O presidente Luiz Inácio Lula da Silva realizou um discurso em Barcelona, na Espanha, em que defendeu o fortalecimento do multilateralismo e relacionou as ações em guerras do presidente dos Estados Unidos, Donald Trump, à piora da qualidade de vida das pessoas pobres, na manhã deste sábado (18). A fala do presidente foi em sua participação na quarta reunião de alto nível do Fórum de Defesa da Democracia.
“O Trump invade o Irã e aumenta o feijão no Brasil, o milho no México, aumenta a gasolina em outro país. É o pobre que vai pagar pela irresponsabilidade de guerras que ninguém quer?”, disse.
Uma das falas do presidente Lula foi sobre problemas mais urgentes que guerras. Ele chamou atenção para as mais de 760 milhões de pessoas passando fome, para o analfabetismo e pessoas mortas por ausência de vacina contra covid-19 até então.
“Nenhum presidente de nenhum país do mundo, por maior que seja, tem o direito de ficar impondo regras a outros países. Nenhum.
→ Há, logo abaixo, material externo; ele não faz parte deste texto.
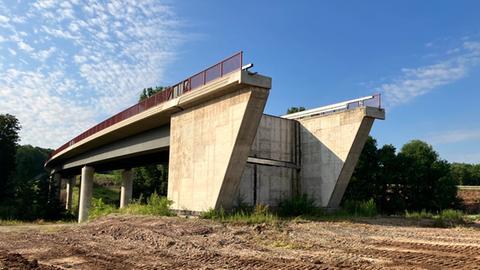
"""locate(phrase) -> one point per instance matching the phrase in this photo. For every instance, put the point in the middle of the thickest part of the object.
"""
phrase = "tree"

E os cinco membros do Conselho de Segurança da ONU devem se reunir para mudar seu comportamento. Nós não podemos levantar todo dia de manhã, e dormir todo dia a noite, com tuíte de um presidente da República ameaçando o mundo, fazendo guerra. Ou seja, e todos eles tomam decisão sem consultar a ONU, da qual são eles membros e fazem parte do conselho”, afirmou Lula.
O presidente seguiu nas declarações contra as guerras e levantou a reflexão de que se gasta altos valores em armamento, mas ainda sim há pessoas em situação de fome. E também teceu críticas à atuação de Israel nos conflitos do Oriente Médio.
“O que não pode é o mundo gastando US$ 2,7 trilhões em armas e o povo passando fome. O que não pode é a gente falando em descarbonização do planeta Terra e os senhores soltando bomba todo santo dia em tudo quanto é país. O que não pode é o Líbano ser vítima de cada guerra que Israel faz com alguém, sabe, o último tiro tem que ser no Líbano. Ou seja, onde é que nós vamos tomar decisões? Onde é que nós vamos parar?”, completou.